3. Integration of LLM and RAG Technologies
- Utilizes Large Language Models (LLM) to understand natural language queries
- Employs Retrieval-Augmented Generation (RAG) technology to improve query accuracy
- Defaults to BambooLLM, but also supports other LLMs
4. Data Visualization
- Automatically generates various charts
- Supports multiple chart types such as histograms, bar charts, etc.

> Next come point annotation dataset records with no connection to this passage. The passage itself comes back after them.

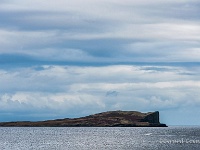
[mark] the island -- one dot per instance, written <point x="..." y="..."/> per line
<point x="104" y="119"/>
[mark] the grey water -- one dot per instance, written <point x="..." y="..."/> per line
<point x="99" y="138"/>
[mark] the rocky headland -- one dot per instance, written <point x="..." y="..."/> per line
<point x="105" y="119"/>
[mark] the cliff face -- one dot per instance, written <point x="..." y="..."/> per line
<point x="105" y="119"/>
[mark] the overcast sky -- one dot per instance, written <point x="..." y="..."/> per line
<point x="63" y="58"/>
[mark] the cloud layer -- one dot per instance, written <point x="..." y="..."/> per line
<point x="72" y="91"/>
<point x="73" y="58"/>
<point x="95" y="30"/>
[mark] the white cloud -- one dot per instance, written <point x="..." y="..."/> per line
<point x="66" y="88"/>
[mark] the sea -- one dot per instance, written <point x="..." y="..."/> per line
<point x="100" y="138"/>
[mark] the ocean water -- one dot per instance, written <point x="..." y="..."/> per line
<point x="92" y="138"/>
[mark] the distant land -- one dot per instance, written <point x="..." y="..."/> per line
<point x="104" y="119"/>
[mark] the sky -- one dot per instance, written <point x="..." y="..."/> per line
<point x="66" y="59"/>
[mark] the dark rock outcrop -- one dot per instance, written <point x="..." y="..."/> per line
<point x="105" y="119"/>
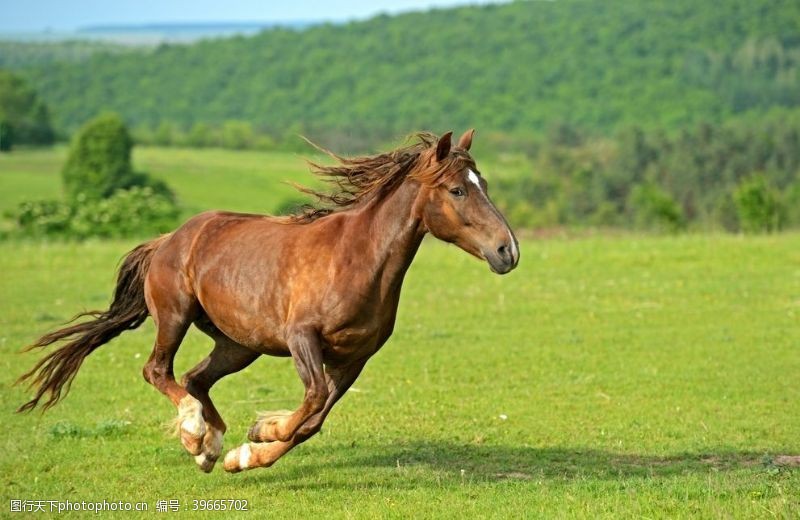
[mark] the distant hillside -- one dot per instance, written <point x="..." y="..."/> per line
<point x="518" y="68"/>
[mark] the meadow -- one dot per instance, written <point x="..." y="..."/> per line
<point x="608" y="376"/>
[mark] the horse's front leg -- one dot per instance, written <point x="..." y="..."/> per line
<point x="306" y="349"/>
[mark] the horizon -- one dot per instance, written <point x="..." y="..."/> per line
<point x="52" y="16"/>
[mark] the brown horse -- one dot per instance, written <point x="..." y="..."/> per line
<point x="321" y="286"/>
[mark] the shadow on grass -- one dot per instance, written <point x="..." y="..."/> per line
<point x="420" y="463"/>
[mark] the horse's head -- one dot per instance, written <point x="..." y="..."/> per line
<point x="456" y="207"/>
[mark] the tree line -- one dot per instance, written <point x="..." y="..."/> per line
<point x="514" y="68"/>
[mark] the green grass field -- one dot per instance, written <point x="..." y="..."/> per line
<point x="645" y="377"/>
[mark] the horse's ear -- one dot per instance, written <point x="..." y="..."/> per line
<point x="443" y="146"/>
<point x="466" y="140"/>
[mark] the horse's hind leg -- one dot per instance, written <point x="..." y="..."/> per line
<point x="173" y="312"/>
<point x="306" y="350"/>
<point x="226" y="358"/>
<point x="262" y="452"/>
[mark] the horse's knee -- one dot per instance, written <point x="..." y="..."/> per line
<point x="309" y="429"/>
<point x="316" y="398"/>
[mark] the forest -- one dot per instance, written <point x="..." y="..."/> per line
<point x="650" y="115"/>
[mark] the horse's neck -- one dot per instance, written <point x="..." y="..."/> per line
<point x="395" y="234"/>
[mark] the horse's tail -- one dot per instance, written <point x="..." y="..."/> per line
<point x="54" y="373"/>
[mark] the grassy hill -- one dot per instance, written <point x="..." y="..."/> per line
<point x="518" y="68"/>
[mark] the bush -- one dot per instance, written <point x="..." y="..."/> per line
<point x="654" y="208"/>
<point x="758" y="205"/>
<point x="99" y="161"/>
<point x="134" y="212"/>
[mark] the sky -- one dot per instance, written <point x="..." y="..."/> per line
<point x="66" y="15"/>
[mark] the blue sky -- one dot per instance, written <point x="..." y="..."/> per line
<point x="65" y="15"/>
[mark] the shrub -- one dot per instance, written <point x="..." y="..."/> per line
<point x="758" y="205"/>
<point x="654" y="208"/>
<point x="139" y="211"/>
<point x="99" y="161"/>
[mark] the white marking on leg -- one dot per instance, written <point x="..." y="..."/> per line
<point x="473" y="178"/>
<point x="190" y="413"/>
<point x="214" y="446"/>
<point x="244" y="456"/>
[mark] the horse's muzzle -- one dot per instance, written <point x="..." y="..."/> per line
<point x="504" y="258"/>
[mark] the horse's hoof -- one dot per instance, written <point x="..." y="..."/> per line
<point x="205" y="462"/>
<point x="212" y="447"/>
<point x="237" y="459"/>
<point x="265" y="429"/>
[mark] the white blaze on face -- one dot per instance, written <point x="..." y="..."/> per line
<point x="474" y="179"/>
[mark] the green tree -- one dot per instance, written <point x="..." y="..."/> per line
<point x="758" y="205"/>
<point x="24" y="118"/>
<point x="99" y="160"/>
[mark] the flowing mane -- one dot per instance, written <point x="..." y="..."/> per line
<point x="360" y="179"/>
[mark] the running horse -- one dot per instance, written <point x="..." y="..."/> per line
<point x="321" y="285"/>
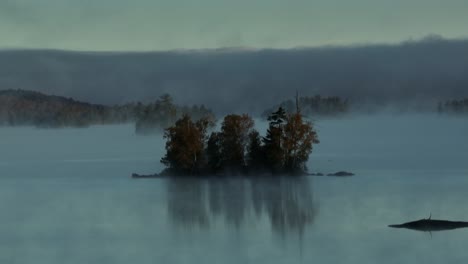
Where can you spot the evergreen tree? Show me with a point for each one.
(213, 152)
(185, 146)
(274, 154)
(234, 137)
(255, 152)
(298, 139)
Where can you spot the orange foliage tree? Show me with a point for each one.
(185, 145)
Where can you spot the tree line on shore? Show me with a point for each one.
(21, 107)
(238, 148)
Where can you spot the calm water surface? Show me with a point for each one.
(66, 197)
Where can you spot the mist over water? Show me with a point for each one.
(66, 196)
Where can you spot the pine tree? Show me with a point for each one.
(185, 146)
(234, 137)
(274, 155)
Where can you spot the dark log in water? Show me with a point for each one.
(430, 225)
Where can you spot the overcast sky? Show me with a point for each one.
(189, 24)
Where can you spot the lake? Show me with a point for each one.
(66, 196)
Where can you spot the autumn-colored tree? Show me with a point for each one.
(185, 145)
(298, 139)
(234, 139)
(274, 154)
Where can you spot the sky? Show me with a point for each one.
(121, 25)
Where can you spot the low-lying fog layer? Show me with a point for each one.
(374, 142)
(66, 197)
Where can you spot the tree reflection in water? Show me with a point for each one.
(286, 201)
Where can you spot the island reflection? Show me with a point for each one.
(286, 201)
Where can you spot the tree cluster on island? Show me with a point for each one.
(315, 106)
(453, 106)
(238, 148)
(21, 107)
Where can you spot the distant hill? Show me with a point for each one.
(412, 73)
(20, 107)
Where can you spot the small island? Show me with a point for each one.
(239, 149)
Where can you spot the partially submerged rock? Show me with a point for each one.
(341, 174)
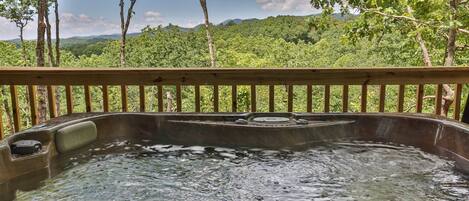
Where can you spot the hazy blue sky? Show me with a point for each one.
(96, 17)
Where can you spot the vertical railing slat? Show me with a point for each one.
(178, 98)
(271, 98)
(309, 98)
(88, 98)
(290, 98)
(400, 102)
(197, 98)
(382, 97)
(253, 98)
(364, 98)
(51, 101)
(216, 96)
(33, 103)
(1, 123)
(69, 97)
(345, 98)
(457, 102)
(15, 108)
(439, 98)
(420, 93)
(160, 98)
(234, 98)
(141, 91)
(327, 98)
(105, 98)
(124, 97)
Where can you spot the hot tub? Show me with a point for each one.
(254, 147)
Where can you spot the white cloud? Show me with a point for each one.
(285, 5)
(153, 17)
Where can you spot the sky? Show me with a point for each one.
(101, 17)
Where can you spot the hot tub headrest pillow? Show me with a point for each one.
(75, 136)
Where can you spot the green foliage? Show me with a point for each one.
(284, 41)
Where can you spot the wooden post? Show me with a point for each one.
(457, 102)
(234, 98)
(88, 98)
(105, 98)
(16, 108)
(253, 98)
(33, 104)
(69, 97)
(125, 107)
(345, 99)
(364, 98)
(271, 98)
(309, 98)
(327, 98)
(290, 98)
(382, 97)
(52, 102)
(215, 99)
(141, 91)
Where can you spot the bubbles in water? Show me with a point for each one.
(345, 171)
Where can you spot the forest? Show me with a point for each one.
(382, 34)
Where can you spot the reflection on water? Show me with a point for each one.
(355, 171)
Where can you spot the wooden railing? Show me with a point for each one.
(178, 78)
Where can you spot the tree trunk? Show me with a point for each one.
(449, 94)
(41, 28)
(57, 50)
(448, 98)
(50, 51)
(57, 34)
(211, 46)
(23, 47)
(125, 27)
(6, 106)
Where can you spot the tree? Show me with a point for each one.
(21, 13)
(41, 28)
(125, 22)
(211, 46)
(422, 20)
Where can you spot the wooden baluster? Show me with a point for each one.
(52, 103)
(160, 98)
(125, 107)
(33, 103)
(309, 98)
(215, 99)
(271, 98)
(69, 97)
(1, 123)
(178, 98)
(197, 98)
(290, 98)
(400, 102)
(420, 93)
(105, 98)
(364, 98)
(141, 91)
(234, 98)
(345, 98)
(457, 102)
(439, 98)
(253, 98)
(327, 98)
(382, 97)
(88, 98)
(15, 107)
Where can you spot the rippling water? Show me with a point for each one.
(356, 171)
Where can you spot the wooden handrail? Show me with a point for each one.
(230, 76)
(162, 78)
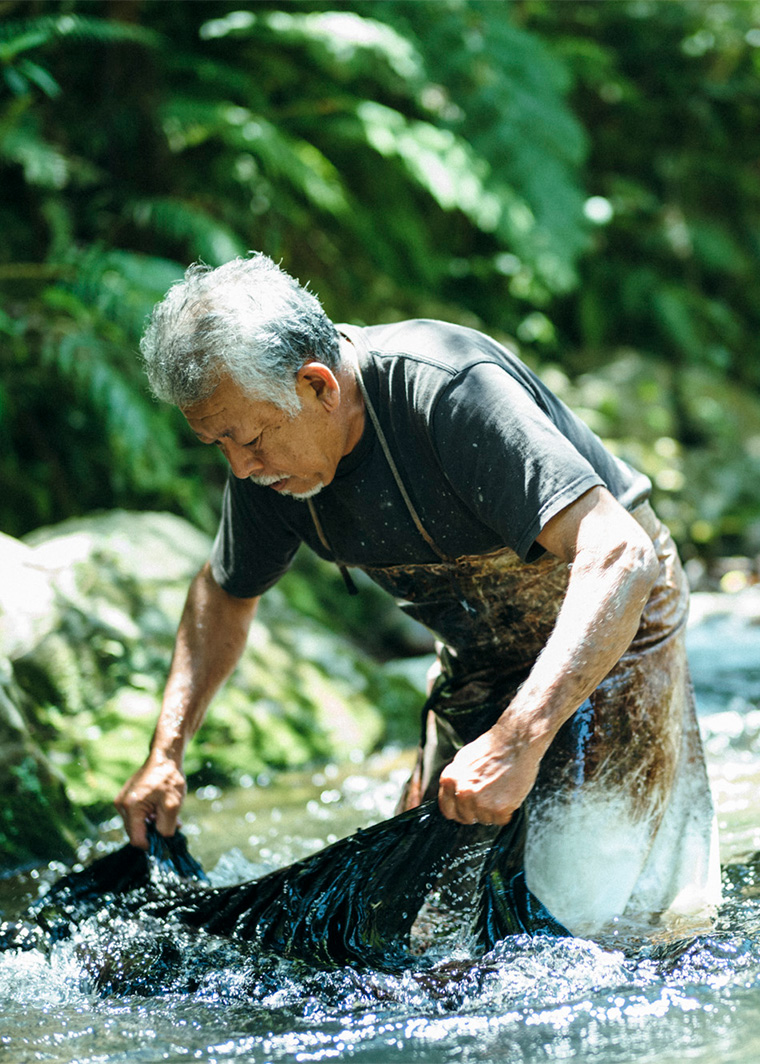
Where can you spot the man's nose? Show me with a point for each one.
(243, 462)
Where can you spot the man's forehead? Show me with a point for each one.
(226, 411)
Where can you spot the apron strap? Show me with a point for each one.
(350, 586)
(359, 343)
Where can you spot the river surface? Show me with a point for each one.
(527, 1001)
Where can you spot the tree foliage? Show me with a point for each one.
(581, 176)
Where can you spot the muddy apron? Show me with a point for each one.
(621, 819)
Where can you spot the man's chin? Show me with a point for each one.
(303, 495)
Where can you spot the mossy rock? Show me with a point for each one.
(86, 655)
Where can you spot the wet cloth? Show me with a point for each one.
(353, 902)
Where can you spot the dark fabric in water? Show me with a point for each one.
(353, 902)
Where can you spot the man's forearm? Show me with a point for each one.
(596, 624)
(210, 641)
(613, 570)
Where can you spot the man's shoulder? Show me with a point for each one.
(429, 345)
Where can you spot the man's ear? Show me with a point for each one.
(320, 380)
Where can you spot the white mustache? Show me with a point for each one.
(266, 481)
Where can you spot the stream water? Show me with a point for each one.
(99, 998)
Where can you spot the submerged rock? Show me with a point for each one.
(88, 611)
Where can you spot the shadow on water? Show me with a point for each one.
(133, 988)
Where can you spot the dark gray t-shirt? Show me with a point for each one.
(485, 451)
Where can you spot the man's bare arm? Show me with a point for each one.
(613, 570)
(210, 641)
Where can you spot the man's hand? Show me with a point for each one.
(489, 779)
(211, 637)
(154, 793)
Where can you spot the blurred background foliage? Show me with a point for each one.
(580, 176)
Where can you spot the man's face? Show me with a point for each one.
(293, 454)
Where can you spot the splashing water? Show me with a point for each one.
(132, 990)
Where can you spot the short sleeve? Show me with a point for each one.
(505, 458)
(253, 546)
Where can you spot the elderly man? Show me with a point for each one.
(429, 456)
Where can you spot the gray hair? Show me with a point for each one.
(248, 320)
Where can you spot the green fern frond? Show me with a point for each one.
(121, 286)
(23, 35)
(177, 219)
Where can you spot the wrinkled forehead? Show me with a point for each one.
(229, 411)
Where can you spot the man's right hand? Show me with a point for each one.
(154, 793)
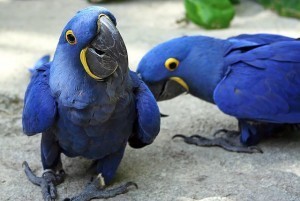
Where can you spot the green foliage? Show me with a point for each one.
(211, 14)
(235, 1)
(289, 8)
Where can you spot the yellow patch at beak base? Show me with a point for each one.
(181, 82)
(86, 66)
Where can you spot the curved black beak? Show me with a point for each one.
(166, 90)
(106, 52)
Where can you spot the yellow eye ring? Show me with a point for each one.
(70, 37)
(171, 64)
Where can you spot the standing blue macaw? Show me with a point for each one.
(86, 102)
(254, 78)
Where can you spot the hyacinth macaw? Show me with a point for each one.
(254, 78)
(86, 102)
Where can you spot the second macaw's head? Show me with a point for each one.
(90, 49)
(181, 65)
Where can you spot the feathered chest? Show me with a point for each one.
(97, 113)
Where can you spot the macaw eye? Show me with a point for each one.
(70, 37)
(171, 64)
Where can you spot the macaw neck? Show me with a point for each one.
(208, 71)
(73, 87)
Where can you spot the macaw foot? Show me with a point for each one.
(229, 142)
(96, 1)
(182, 20)
(95, 189)
(47, 182)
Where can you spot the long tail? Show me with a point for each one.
(43, 60)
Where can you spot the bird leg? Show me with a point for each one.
(228, 141)
(96, 189)
(47, 182)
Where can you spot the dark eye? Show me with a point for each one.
(171, 64)
(70, 37)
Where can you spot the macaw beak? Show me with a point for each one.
(169, 89)
(106, 52)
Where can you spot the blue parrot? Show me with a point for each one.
(254, 78)
(86, 102)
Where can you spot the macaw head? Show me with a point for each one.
(180, 65)
(91, 42)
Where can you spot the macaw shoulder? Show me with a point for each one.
(262, 84)
(147, 124)
(39, 105)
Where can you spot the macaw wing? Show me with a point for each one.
(263, 84)
(246, 42)
(147, 124)
(39, 106)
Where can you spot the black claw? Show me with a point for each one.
(179, 136)
(257, 149)
(219, 132)
(129, 184)
(93, 190)
(163, 115)
(47, 182)
(229, 143)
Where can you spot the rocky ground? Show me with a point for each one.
(168, 169)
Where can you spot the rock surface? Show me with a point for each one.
(169, 169)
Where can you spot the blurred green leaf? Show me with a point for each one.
(211, 14)
(289, 8)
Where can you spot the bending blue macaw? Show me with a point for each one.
(254, 78)
(87, 103)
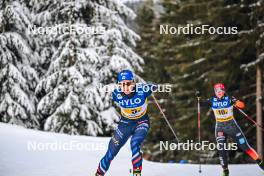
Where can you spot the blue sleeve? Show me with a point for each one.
(149, 88)
(114, 96)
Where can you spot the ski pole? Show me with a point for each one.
(166, 119)
(161, 111)
(250, 118)
(247, 116)
(199, 127)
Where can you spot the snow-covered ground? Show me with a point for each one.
(18, 159)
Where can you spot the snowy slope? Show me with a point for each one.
(17, 160)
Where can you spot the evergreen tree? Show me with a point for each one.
(70, 99)
(18, 77)
(196, 62)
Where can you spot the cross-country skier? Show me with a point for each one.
(134, 122)
(226, 126)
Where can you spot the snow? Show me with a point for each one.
(17, 160)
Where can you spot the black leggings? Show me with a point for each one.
(231, 129)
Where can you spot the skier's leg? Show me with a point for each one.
(121, 135)
(137, 139)
(221, 138)
(241, 140)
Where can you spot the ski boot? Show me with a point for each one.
(136, 172)
(225, 172)
(261, 164)
(98, 174)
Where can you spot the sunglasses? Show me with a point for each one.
(219, 90)
(125, 84)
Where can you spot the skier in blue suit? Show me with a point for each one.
(134, 122)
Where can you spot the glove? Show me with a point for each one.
(197, 94)
(240, 104)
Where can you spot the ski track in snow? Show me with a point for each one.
(17, 160)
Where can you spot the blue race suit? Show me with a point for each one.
(226, 126)
(134, 123)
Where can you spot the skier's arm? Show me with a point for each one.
(149, 88)
(205, 103)
(237, 103)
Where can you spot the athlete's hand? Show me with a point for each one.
(240, 104)
(197, 94)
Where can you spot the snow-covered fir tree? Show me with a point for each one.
(70, 99)
(18, 78)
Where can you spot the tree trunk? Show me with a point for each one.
(259, 109)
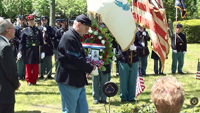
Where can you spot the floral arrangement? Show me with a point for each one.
(101, 36)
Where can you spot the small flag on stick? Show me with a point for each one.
(140, 83)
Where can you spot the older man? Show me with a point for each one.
(8, 69)
(71, 73)
(31, 39)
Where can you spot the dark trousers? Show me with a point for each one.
(6, 108)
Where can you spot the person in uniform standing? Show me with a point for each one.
(56, 42)
(143, 56)
(73, 66)
(179, 46)
(16, 39)
(31, 39)
(46, 62)
(128, 69)
(9, 82)
(59, 33)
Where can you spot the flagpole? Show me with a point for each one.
(176, 24)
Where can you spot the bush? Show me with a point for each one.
(191, 30)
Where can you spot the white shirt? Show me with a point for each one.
(5, 39)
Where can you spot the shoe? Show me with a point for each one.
(95, 102)
(41, 77)
(100, 101)
(28, 84)
(123, 101)
(50, 77)
(131, 100)
(181, 73)
(34, 84)
(161, 73)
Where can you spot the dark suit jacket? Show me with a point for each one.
(73, 65)
(8, 73)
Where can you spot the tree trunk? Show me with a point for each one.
(52, 13)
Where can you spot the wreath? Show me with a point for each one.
(99, 36)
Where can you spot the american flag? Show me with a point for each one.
(140, 83)
(198, 75)
(152, 15)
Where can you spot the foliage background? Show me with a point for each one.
(71, 8)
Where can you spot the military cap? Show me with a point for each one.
(84, 20)
(71, 21)
(21, 16)
(38, 19)
(30, 17)
(179, 25)
(57, 20)
(43, 17)
(63, 20)
(110, 89)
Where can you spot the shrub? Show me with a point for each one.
(191, 30)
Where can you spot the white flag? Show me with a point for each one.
(117, 16)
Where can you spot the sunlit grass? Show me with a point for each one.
(45, 98)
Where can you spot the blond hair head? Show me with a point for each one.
(168, 95)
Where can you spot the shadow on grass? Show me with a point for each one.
(37, 93)
(34, 111)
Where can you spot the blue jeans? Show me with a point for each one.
(143, 66)
(177, 57)
(128, 78)
(97, 85)
(73, 99)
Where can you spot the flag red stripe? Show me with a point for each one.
(140, 5)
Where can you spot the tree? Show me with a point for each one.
(12, 8)
(52, 13)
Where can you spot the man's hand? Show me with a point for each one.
(18, 86)
(42, 55)
(19, 55)
(144, 33)
(95, 71)
(175, 51)
(133, 47)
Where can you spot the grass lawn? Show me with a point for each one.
(45, 98)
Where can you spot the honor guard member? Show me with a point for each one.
(143, 56)
(156, 58)
(31, 40)
(55, 42)
(73, 66)
(128, 69)
(58, 36)
(18, 30)
(46, 62)
(179, 46)
(38, 21)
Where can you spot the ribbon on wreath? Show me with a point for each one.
(97, 63)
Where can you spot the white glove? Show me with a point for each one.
(19, 55)
(95, 72)
(133, 47)
(144, 33)
(175, 51)
(143, 44)
(42, 55)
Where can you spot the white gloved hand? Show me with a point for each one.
(143, 44)
(133, 47)
(42, 55)
(175, 51)
(144, 33)
(19, 55)
(95, 72)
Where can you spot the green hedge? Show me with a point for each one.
(191, 28)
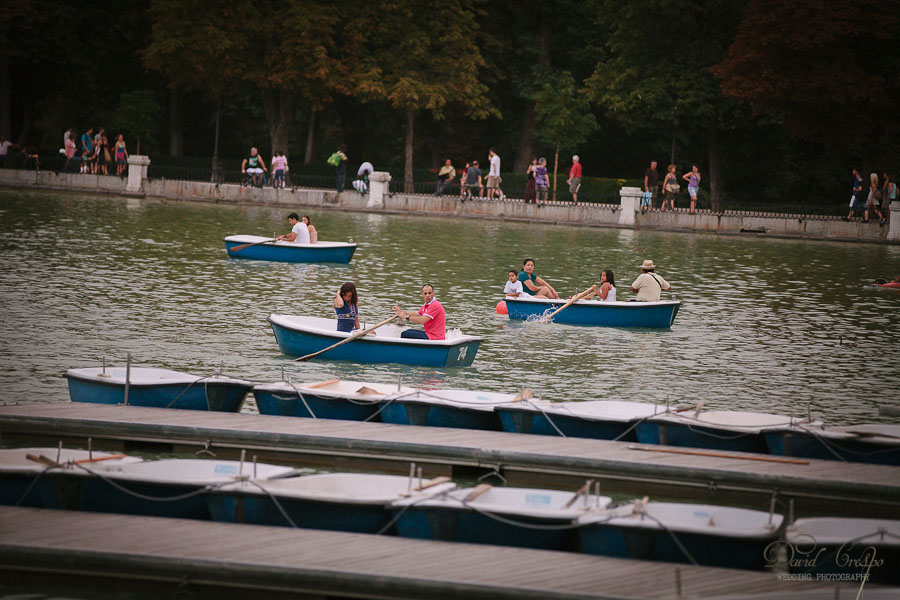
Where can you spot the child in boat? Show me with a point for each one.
(513, 287)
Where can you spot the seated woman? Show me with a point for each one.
(313, 234)
(607, 290)
(534, 285)
(346, 305)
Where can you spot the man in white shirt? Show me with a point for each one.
(494, 176)
(299, 231)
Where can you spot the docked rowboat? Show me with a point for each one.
(658, 315)
(170, 487)
(844, 548)
(522, 517)
(261, 249)
(465, 409)
(162, 388)
(867, 443)
(713, 429)
(332, 399)
(49, 477)
(710, 535)
(299, 336)
(598, 419)
(354, 502)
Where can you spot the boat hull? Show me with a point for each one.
(212, 396)
(373, 349)
(516, 420)
(287, 404)
(326, 252)
(656, 315)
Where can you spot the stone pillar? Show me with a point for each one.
(379, 182)
(137, 173)
(894, 228)
(631, 204)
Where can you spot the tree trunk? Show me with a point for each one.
(215, 166)
(176, 137)
(5, 97)
(279, 116)
(555, 168)
(408, 185)
(527, 148)
(310, 138)
(715, 187)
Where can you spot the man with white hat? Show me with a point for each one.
(648, 285)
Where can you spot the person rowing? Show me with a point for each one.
(431, 315)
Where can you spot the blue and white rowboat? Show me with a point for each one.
(522, 517)
(713, 535)
(332, 399)
(354, 502)
(161, 388)
(334, 252)
(598, 419)
(657, 315)
(299, 336)
(464, 409)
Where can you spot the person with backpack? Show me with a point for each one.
(338, 160)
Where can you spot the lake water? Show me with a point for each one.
(91, 277)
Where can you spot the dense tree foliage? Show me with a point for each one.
(774, 101)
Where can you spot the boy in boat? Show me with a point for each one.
(431, 315)
(513, 287)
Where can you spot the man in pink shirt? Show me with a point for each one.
(431, 315)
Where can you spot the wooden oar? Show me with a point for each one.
(572, 301)
(241, 247)
(355, 336)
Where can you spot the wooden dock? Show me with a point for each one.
(822, 487)
(198, 556)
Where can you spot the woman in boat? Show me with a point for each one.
(313, 234)
(534, 285)
(346, 305)
(607, 290)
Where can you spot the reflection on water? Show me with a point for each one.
(85, 278)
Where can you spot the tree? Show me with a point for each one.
(138, 115)
(657, 75)
(564, 116)
(423, 56)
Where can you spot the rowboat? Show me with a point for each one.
(281, 251)
(49, 477)
(731, 430)
(657, 315)
(169, 487)
(299, 336)
(867, 443)
(507, 516)
(711, 535)
(354, 502)
(598, 419)
(465, 409)
(149, 386)
(845, 547)
(332, 399)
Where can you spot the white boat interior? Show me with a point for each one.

- Customizable chart styles and colors
Technical Features
System Requirements
- Python 3.8+ < 3.12
- Supports Jupyter notebooks and Streamlit applications
- Offers a client-server architecture
Installation
Using pip:
pip install "pandasai>=3.0.0b2"
Using poetry:
poetry add "pandasai>=3.0.0b2"
Basic Usage Examples
Single DataFrame Query
import pandasai as pai
# Create a sample DataFrame
df = pai.DataFrame({
"country": ["United States", "United Kingdom", "France", "Germany", "Italy", "Spain", "Canada", "Australia", "Japan", "China"],
"revenue": [5000, 3200, 2900, 4100, 2300, 2100, 2500, 2600, 4500, 7000]
})
# Set API key
pai.api_key.set("your-pai-api-key")
# Perform natural language query
df.chat('Which are the top 5 countries by sales?')
Multi-DataFrame Join Query
import pandasai as pai
employees_data = {
'EmployeeID': [1, 2, 3, 4, 5],
'Name': ['John', 'Emma', 'Liam', 'Olivia', 'William'],
'Department': ['HR', 'Sales', 'IT', 'Marketing', 'Finance']
}
salaries_data = {
'EmployeeID': [1, 2, 3, 4, 5],
'Salary': [5000, 6000, 4500, 7000, 5500]
}
employees_df = pai.DataFrame(employees_data)
salaries_df = pai.DataFrame(salaries_data)
pai.api_key.set("your-pai-api-key")
pai.chat("Who gets paid the most?", employees_df, salaries_df)
Generating Charts
df.chat(
"Plot the histogram of countries showing for each one the gd. Use different colors for each bar",
)
Advanced Features
Data Platform Integration
PandasAI offers powerful data platform integration capabilities, allowing easy data upload and sharing:
import pandasai as pai
pai.api_key.set("your-pai-api-key")
file = pai.read_csv("./filepath.csv")
dataset = pai.create(path="your-organization/dataset-name",
df=file,
name="dataset-name",
description="dataset-description")
dataset.push()
Docker Sandbox Environment
To provide a secure code execution environment, PandasAI supports a Docker sandbox:
pip install "pandasai-docker"
import pandasai as pai
from pandasai_docker import DockerSandbox
# Initialize the sandbox
sandbox = DockerSandbox()
sandbox.start()
# Execute queries in the sandbox
pai.chat("Who gets paid the most?", employees_df, salaries_df, sandbox=sandbox)
# Stop the sandbox
sandbox.stop()
Use Cases
Target Audience
- Non-technical users: Analyze data without learning SQL or Python
- Data Analysts: Quickly explore and analyze data
- Developers: Integrate into existing applications
- Enterprise Users: Build internal data analysis tools
Typical Applications
- Business Intelligence Analysis
- Data Exploration and Visualization
- Report Generation
- Education and Training
- Prototyping
Technical Architecture
Core Components
- Natural Language Processing: Understanding user query intent
- Code Generation: Converting natural language into executable code
- Secure Execution: Safely executing code in a sandbox environment
- Result Presentation: Formatting and displaying query results
Extensibility
- Supports multiple LLM backends
- Customizable data connectors
- Pluggable architecture for easy extension
Conclusion
PandasAI represents a significant innovation in the field of data analysis. By leveraging natural language processing and LLM technologies, it greatly lowers the technical barrier to data analysis. It is suitable not only for individual users performing data exploration but also for enterprises building intelligent data analysis platforms. As AI technology continues to evolve, such tools will play an increasingly vital role in data-driven decision-making.